Don’t take my hand

My palms were never soft. If you ever held my hand you’d feel they’ve been chiseled and worked with.

They’re not fleshy, they’re not silken. They don’t possess any generic mark of femininity.

They are flat and pale. Like a slab of colorless granite. Green veins pulsate beneath my cold, pasty skin.

The upper terrain is rigged and rough, with blotches of sun burns I try to hide.

My palms are so even, so toned. There is no plumpness to denote that they were ever fostered or caressed.

So when you hold them, you might flinch, but you’ll come to know what years of struggle does to a pair of hands.

Because unlike other women, I never had a chance to be soft.

My Encounter With Farheen.

Varanasi, also known as Kashi is a city of Religion, Culture, Colors, Temples and Festivals. The city is bathed in the purity of the prolific Ganges. The captivating aroma of the censers envelops the city in the moth hour of evening. Sitting on the banks of this serene river in the cold winter evening I marveled at the strength of the city. How for centuries this place held on to it’s beliefs. How it never let the gradual progress in technology plunder it’s faith or it’s culture. The holiest city in India where several spiritual books were written. And it’s not surprising why people often visit this place for peace of mind, enlightenment or even salvation.
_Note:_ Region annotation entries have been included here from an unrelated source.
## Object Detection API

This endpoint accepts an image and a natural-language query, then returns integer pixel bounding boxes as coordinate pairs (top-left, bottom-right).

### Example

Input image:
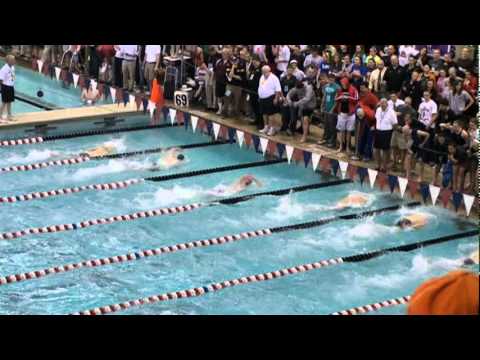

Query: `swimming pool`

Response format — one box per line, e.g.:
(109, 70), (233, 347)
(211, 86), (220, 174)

(0, 120), (478, 314)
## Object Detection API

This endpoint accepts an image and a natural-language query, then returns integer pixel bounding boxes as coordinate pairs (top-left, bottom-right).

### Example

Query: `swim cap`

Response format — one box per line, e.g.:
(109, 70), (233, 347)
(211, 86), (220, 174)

(407, 270), (479, 315)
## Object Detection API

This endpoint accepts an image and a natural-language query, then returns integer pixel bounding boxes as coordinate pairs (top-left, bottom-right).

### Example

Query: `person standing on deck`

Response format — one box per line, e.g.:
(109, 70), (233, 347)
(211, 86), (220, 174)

(0, 55), (15, 122)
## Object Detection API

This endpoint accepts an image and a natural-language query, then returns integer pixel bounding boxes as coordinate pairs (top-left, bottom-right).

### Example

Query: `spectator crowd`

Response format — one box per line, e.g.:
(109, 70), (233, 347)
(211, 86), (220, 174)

(1, 45), (478, 194)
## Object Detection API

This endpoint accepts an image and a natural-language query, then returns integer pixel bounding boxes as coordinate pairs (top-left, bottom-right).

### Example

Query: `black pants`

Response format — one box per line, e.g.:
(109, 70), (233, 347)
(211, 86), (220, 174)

(249, 94), (263, 128)
(113, 57), (123, 88)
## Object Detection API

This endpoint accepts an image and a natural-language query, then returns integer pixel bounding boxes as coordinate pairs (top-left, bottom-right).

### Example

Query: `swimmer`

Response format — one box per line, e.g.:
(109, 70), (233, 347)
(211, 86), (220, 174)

(395, 213), (428, 229)
(335, 193), (369, 210)
(147, 148), (185, 171)
(80, 144), (117, 157)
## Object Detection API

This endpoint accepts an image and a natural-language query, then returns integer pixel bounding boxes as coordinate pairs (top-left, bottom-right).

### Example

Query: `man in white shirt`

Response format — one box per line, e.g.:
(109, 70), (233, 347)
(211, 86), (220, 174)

(418, 91), (438, 130)
(373, 98), (398, 172)
(275, 45), (290, 76)
(120, 45), (138, 92)
(0, 55), (15, 123)
(258, 65), (283, 136)
(144, 45), (162, 90)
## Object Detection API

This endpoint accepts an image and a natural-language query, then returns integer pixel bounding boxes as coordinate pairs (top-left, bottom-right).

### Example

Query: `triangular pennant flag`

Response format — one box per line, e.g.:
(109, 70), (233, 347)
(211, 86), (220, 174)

(429, 185), (440, 205)
(55, 66), (62, 81)
(213, 123), (220, 140)
(338, 160), (348, 179)
(252, 134), (260, 151)
(463, 194), (475, 216)
(110, 86), (117, 104)
(237, 130), (245, 147)
(190, 115), (198, 132)
(367, 169), (378, 189)
(260, 137), (268, 156)
(37, 60), (43, 73)
(277, 143), (285, 159)
(358, 167), (367, 185)
(420, 182), (430, 203)
(398, 176), (408, 198)
(72, 73), (80, 87)
(440, 188), (452, 208)
(228, 128), (235, 144)
(330, 159), (340, 176)
(285, 145), (294, 164)
(388, 175), (398, 193)
(303, 151), (312, 167)
(453, 192), (463, 211)
(169, 109), (177, 125)
(312, 153), (322, 171)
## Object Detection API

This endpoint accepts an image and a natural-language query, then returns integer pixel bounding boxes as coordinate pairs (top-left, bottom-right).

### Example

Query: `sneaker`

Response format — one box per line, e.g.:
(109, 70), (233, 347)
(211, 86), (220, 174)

(260, 125), (270, 134)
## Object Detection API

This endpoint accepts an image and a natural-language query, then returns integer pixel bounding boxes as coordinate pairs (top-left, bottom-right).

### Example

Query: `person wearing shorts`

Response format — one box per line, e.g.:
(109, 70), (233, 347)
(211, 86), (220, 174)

(373, 98), (398, 172)
(335, 78), (358, 155)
My purpose however did not involve any of the above. My reason for visiting this blessed city was a wedding. Not a family wedding but a “My father’s close friend’s daughter whom I never met” wedding. I wasn’t necessarily looking forward to it. I was hardly interested. The only factor that urged me to pack my luggage was to visit the place where I spent the initial 4 years of my life.
We had moved from Varanasi 14 years back. In search for better opportunities, progress and facilities. Urbanization, as you may call it. But flashes of broken memories still teased me. As if waiting for me to re-live them.

But I’m not here to tell you about my visit to the place or my experience. I’m here to tell you about something or rather someone I met during my 3 days stay. And this it how it goes.
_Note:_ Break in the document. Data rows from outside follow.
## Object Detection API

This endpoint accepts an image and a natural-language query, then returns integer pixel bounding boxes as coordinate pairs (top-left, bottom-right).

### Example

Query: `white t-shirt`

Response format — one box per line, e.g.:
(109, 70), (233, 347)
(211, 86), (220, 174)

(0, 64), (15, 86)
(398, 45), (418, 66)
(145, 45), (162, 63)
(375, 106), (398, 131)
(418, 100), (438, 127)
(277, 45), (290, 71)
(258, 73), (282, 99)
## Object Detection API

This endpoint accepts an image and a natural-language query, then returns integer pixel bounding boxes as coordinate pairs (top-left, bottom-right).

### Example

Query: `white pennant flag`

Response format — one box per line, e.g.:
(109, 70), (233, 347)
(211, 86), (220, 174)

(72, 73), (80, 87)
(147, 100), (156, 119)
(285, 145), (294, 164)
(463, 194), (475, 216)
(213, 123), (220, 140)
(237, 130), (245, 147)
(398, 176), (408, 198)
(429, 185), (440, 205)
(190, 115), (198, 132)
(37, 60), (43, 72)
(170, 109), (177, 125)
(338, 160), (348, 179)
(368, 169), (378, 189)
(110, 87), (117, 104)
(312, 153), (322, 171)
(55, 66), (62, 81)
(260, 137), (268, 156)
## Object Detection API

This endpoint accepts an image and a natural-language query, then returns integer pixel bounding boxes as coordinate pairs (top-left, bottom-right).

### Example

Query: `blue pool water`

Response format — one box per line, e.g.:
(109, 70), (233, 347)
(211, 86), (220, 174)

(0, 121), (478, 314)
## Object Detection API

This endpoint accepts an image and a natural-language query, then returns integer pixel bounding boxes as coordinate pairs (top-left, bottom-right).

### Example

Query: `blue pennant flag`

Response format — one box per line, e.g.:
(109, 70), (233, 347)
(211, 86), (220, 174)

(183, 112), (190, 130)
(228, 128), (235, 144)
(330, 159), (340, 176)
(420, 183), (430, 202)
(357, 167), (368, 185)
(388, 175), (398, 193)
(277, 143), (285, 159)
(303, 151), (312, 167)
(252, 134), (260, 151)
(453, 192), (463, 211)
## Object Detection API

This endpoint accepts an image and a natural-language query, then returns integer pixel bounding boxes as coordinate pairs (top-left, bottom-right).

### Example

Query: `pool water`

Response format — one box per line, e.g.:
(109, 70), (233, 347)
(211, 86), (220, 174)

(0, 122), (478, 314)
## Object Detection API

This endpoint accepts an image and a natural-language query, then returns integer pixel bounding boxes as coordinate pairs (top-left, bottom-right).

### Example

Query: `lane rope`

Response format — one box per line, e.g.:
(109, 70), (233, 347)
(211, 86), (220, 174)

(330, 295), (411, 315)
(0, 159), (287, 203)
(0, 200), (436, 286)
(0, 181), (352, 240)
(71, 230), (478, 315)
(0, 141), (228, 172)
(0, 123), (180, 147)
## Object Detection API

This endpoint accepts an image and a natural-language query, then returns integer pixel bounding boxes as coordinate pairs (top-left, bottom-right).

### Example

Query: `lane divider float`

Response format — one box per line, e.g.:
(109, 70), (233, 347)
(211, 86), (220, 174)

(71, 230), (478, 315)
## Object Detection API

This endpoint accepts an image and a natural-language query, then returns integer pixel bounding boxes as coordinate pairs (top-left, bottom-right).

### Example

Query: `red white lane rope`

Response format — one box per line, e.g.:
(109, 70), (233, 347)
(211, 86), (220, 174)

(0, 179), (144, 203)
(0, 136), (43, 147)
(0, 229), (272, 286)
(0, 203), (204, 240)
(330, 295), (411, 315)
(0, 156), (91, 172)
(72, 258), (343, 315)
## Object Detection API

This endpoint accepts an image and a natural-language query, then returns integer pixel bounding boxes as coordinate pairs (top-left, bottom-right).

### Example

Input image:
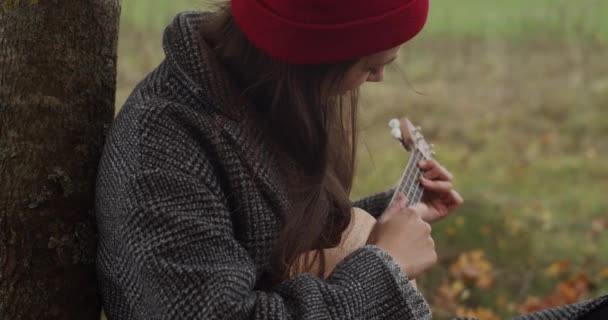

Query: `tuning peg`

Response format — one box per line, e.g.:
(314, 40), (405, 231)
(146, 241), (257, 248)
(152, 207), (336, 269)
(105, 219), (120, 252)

(391, 128), (401, 139)
(388, 119), (401, 129)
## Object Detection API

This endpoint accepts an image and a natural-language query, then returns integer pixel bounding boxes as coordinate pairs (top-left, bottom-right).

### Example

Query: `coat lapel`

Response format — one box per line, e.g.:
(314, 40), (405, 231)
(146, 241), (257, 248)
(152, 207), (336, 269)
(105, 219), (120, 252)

(163, 12), (288, 216)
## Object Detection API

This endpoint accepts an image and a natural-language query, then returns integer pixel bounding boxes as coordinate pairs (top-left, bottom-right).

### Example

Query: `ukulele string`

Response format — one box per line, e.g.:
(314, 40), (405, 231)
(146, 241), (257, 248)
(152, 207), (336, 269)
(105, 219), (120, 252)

(397, 151), (424, 206)
(407, 151), (424, 206)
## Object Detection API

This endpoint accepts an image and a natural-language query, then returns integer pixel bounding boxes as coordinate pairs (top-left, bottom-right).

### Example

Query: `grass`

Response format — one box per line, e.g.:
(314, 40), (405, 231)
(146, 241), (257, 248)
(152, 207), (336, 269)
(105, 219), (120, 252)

(117, 0), (608, 319)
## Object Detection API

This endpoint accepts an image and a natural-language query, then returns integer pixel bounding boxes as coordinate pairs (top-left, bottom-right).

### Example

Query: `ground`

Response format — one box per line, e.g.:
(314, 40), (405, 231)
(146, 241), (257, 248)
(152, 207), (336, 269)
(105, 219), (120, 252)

(117, 0), (608, 319)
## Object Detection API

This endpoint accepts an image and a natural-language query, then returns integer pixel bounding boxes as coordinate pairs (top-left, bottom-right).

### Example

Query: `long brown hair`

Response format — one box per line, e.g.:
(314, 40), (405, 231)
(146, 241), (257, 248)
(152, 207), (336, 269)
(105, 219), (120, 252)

(210, 4), (358, 284)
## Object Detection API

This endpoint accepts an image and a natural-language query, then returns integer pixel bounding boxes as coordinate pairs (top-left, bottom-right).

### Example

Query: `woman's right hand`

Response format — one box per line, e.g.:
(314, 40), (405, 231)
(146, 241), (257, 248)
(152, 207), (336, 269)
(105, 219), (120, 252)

(367, 193), (437, 279)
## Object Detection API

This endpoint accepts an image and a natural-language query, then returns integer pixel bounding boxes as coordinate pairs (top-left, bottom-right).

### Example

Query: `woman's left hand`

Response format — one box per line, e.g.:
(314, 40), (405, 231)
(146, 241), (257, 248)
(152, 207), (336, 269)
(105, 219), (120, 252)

(418, 160), (464, 223)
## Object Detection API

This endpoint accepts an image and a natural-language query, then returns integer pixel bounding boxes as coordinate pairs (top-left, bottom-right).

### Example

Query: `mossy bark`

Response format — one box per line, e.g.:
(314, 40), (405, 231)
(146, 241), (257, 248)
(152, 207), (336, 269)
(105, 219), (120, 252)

(0, 0), (120, 320)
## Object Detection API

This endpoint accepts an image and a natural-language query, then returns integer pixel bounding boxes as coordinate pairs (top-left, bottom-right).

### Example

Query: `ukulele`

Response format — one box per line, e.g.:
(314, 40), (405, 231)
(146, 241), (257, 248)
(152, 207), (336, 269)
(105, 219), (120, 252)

(292, 119), (434, 278)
I was sitting in a room packed with ladies chatting. Frequent giggles and “I don’t really mean it” compliments swept the place. Sweets and fancy starters were being served and crunches and bites were audible. The room was decorated with lighting and flowers. Daisy’s I suppose, but who cares. I sat in the corner of the room. Observing people like I usually do. I saw busy waiters waiting for this darn thing to be over. Boys flirting their way with the bridesmaids. I saw the bride’s father heavily occupied with several papers, a cell phone in his left ear and also pointing the direction to some guest.  Little kids running around, oblivious to the occasion.
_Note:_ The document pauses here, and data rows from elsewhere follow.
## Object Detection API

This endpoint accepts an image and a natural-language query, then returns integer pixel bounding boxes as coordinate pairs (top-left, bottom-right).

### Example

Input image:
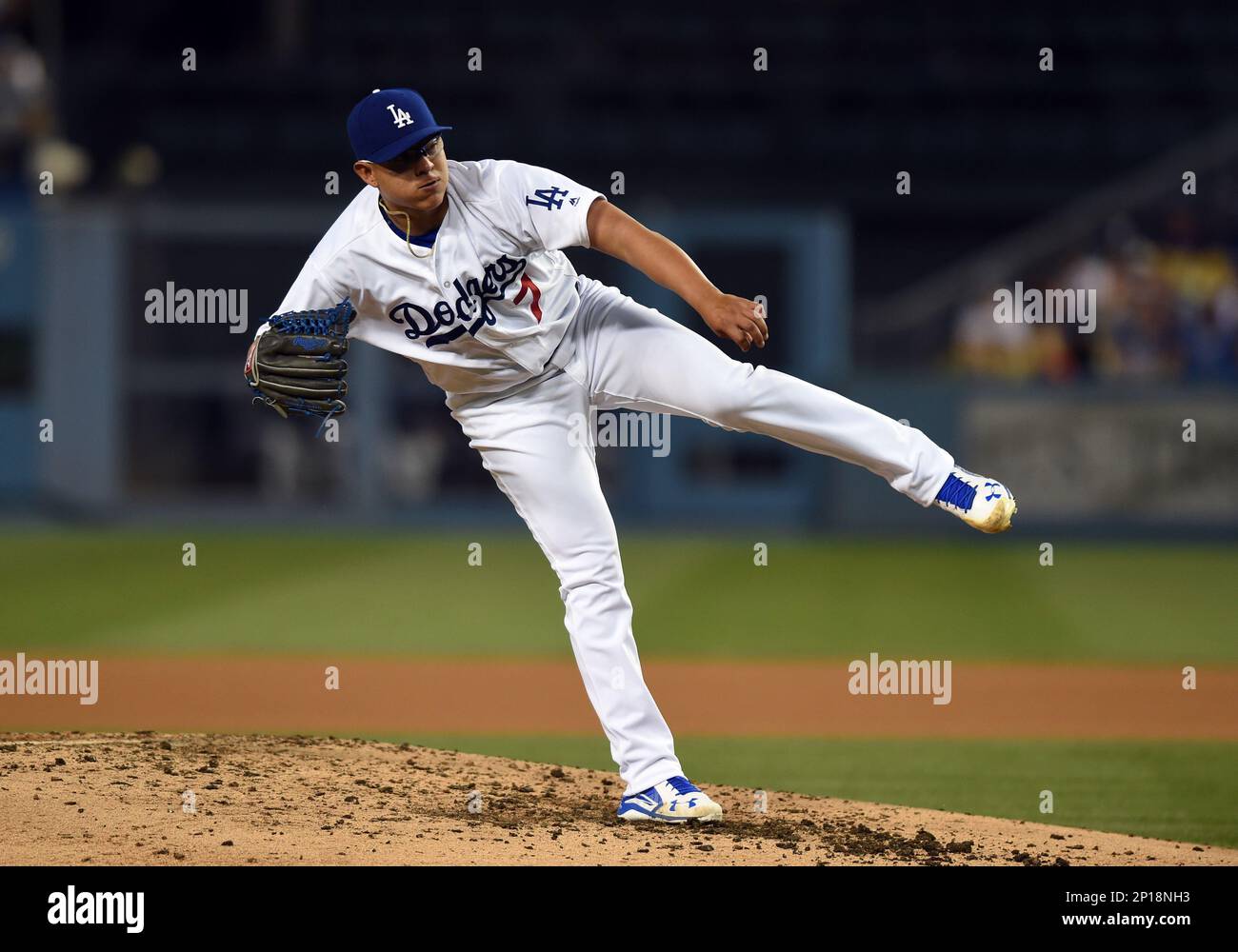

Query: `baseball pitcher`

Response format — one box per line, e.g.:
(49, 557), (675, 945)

(245, 89), (1016, 822)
When I was done with my share of observing, I dived my way in my cell-phone. Trying to pass the seemingly long hours. I was engrossed in reading my facebook homepage when someone came and sat beside me. Without looking up I shifted to the side to make room for the other person.  After a few minutes I saw a hand in front of me, “Hi, I’m Farheen.”
I looked up abruptly,  half-expecting  an interesting conversation.
“Aakansha.”
I must admit that the girl was probably one of the most beautiful girls I had ever seen. Don’t doubt my sexuality, I’m straight. But sweet lord she was mesmerizing. I only wondered at the number of approaches she might be getting. She wore a white dress with a cloth covering her head. She had pale white skin like snow and black glistening eyes that shimmered with a starry glow.
“So you’re here from the groom’s side?” she asked with a warm smile.
“No, from the bride’s.”
See, I’m not really good in starting a conversation and I’m even bad in continuing them with a stranger. This obviously applied here as well.
For a moment we were silent. Then she asked me a question that was well, spontaneous.
“What do you want to be when you grow up?”
“Well.” I said befuddled, “I want to be a columnist..” She nodded in appreciation.
“And you?” I asked, judging the flow of the conversation.
“Well , I don’t think I’ll be able to become something. My parents will get me married after I finish school.”
Before I could say a word, she got up and said, “I was here for the bride’s make-up and looks like I’m needed now. It was nice meeting you. Bye.”
I sat there frozen. I barely listened to what she said. My mind kept  focussing on  ‘My parents will get me married after I finish school.’

I couldn’t believe how someone could something so atrocious and despicable to a person. I was furious at her condition. I wanted to help her. I was frustrated and wanted to get some fresh air.  It agitated me that she wasn’t ALLOWED to fulfill her dreams but the thing that bothered me more was her genuine acceptance of the situation. How hopeless she was. There was no air of struggle or fight in her. Maybe because she gave up. Such a beautiful girl who needed to appreciated by the world lived the life of a prisoner. I barely think any boy got near her, let alone APPROACHES.

I came back to my city after the jaded wedding. For some days I thought about her. Planned to help her when I grow up.  But soon I got engulfed in my own daily routine and carried on with my life . But her memory is still etched in my brain. What happened to her.  Whether she’s married or still makes up the brides. I can’t possibly know. And I’ll be staunchly honest to you, I don’t even want to know.